Friday, July 19, 2013

Running in the heat. aka finding lots of reasons not to run.

Hey Jacey - how is your training going?

I developed a half marathon training plan for Jacey.  I even scheduled it around her current life (because i didn't just half ass this/download hal higdon's plan and email it to her -- she is more than capable of doing that on her own). 

Last night, i got a text asking "what if i run in place for 30 minutes in my airconditioned apartment...does that count?"

No. No, that totally doesn't. But i feel her pain.  Its well over 90 with high humidity out here in Chicago (I'm assuming it is just as hellish in Milwaukee..) - everytime i think of running I also think "naw, girl, your ass looks good. you can skip this workout." But I went last night and did a speed workout. In the heat. Because I remember when my ass DIDN"T look good. and I don't want to go back to that place ever again. 

So - Jacey - did you end up running? Aside from running in the heat being just about the most miserable thing anyone can do - how is the training going so far?

Monday, July 8, 2013

holiday moonshine

My friend says that I attract crazy like hillbillies to moonshine. She has a point. My life is so full of moonshine right now -  I just want to be a lonely old lady. I give up on men.  I had two dates over the holiday weekend:

Date 1 was a first date on friday.  He said that he most often is told he looks like Justin Timberlakeso my expectations were pretty high.  His head was WAY too small - I"m talking Men in Black alien head small here...and he laughed like a nervous little girl. more like a high pitch giggle. ugh.
The KICKER? He tells ME that it isn't going to work out - like HE has any room to be picky! I'm not saying that I'm a 10 or anything, but getting dumped by a giggling alien headed guy after just one date was kind of a blow!

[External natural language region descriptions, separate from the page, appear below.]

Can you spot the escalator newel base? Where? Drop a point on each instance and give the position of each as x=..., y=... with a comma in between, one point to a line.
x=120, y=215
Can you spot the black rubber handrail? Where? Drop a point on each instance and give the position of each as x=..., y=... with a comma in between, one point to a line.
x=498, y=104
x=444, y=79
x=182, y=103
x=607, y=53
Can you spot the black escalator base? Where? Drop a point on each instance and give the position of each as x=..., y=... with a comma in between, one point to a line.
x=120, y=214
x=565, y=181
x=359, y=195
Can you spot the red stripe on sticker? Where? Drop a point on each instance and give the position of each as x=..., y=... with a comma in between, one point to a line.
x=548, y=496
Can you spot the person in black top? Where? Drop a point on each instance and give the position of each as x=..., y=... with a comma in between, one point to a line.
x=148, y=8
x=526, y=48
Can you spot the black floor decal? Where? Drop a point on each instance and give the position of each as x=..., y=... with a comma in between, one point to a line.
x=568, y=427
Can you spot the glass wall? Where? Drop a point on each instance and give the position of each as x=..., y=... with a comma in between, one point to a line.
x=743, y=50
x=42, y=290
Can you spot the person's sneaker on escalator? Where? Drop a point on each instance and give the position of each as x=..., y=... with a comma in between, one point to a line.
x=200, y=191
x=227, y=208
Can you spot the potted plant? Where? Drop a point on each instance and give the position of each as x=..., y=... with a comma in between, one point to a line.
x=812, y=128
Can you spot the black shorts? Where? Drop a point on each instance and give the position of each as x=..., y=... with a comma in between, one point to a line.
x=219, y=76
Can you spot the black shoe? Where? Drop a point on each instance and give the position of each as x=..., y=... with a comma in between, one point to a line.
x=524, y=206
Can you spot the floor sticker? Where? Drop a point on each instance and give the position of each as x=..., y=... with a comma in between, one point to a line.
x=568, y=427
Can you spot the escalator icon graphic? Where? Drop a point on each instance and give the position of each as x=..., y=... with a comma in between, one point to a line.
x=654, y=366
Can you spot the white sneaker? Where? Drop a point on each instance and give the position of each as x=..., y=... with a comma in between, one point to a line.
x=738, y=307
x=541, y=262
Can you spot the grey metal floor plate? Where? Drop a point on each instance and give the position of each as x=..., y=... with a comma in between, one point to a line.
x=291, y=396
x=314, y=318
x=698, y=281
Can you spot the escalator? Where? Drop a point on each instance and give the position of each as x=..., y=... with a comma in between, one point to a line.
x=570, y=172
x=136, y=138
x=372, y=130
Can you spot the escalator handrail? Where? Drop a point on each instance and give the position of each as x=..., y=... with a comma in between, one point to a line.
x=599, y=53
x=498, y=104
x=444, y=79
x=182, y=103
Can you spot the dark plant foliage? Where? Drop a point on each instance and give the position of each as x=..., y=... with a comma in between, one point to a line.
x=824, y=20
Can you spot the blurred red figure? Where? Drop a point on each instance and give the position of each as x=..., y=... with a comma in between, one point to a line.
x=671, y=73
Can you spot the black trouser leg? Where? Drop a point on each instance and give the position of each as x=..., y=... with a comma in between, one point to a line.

Date 2 was on Saturday and was the second date with a guy whom I was super excited about but then felt NOTHING for during our first date.  I gave him a second try because maybe we were both nervous on the first date?  Or maybe I had accidently taken one too many xanax and couldn't feel any emotion whatsoever.  In any event - I opted for a second date because this guy is PERFECT on paper.

We go out (he picked a Vegan restaurant which was very thoughtful). its ok. I mean, we get along. He is interesting, smart, and not bad looking. But seriously, I felt NOTHING for him.
 
He tries to impress me by saying he went on a 50 mile ride. Which is an admirable distance (except i used to ride 40-60 miles every single day). But then he completely ruins it by saying that after SUCH A LONG RIDE, he can barely walk and his legs are jello.
Now i'm thinking,  "wow. where did you put your purse on your ride? I mean, you had to keep your lipstick and tampons somewhere."  Don't worry.  I didn't say that.  I'm much nicer after I apply that brain to mouth filter. 
 
He asks where I want to go after dinner and i said "home."  He was very understanding (you must have to get up early tomorrow to run!) but then asks for a ride home because he is too tired to take public transportation.  Now i'm just irritated.  I have to drive him like 6 miles out of my way (and in Chicago, 6 miles takes a while) which i'm not happy about.  He leans over to give me a kiss when he gets out of the car - i'm thinking a peck. but he full on tries to eat my face. And while is prodding me with his tongue, he moans. MOANS. He says "oooh that was SOO much better than last time." (Yeah, last time i was able to turn so he only got to peck my cheek...).
He was sweating like a Brazilian whore in the summertime. I felt so dirty.
I pull back, and say bye. He was leaving for India on sunday so i assumed that he will be gone 2 weeks and i can just ignore him when he gets back and that will be the end of that.
 
God, I was so WRONG.  that SAME NIGHT
he sends me a text asking if i'm free THE FUCKING NIGHT HE GETS BACK because he wants to have me over to his place so he can cook for me and watch movies. Movies. With an "s".  Plural. Guy code for "spend the night."
 
I didn't reply.
 
Sunday - on his way to the airport - he sends a text saying he is off to India. Like we are some sort of couple and he needs to let me know his travel schedule. He wishes that I were going with him and asked what i wanted him to bring me back.  Like we are a god damn couple.  Like we are a god damn couple in a long term relationship.
 
I didn't reply. 
 
I think i'm going to send him a message online telling him that it is over (I mean, i don't want him to have to pay for internataionl texting fees to hear that i'm ending our 2 date apparently committed relationship).
 
Time to invest in sweat pants and cats because this dating thing is NOT for me.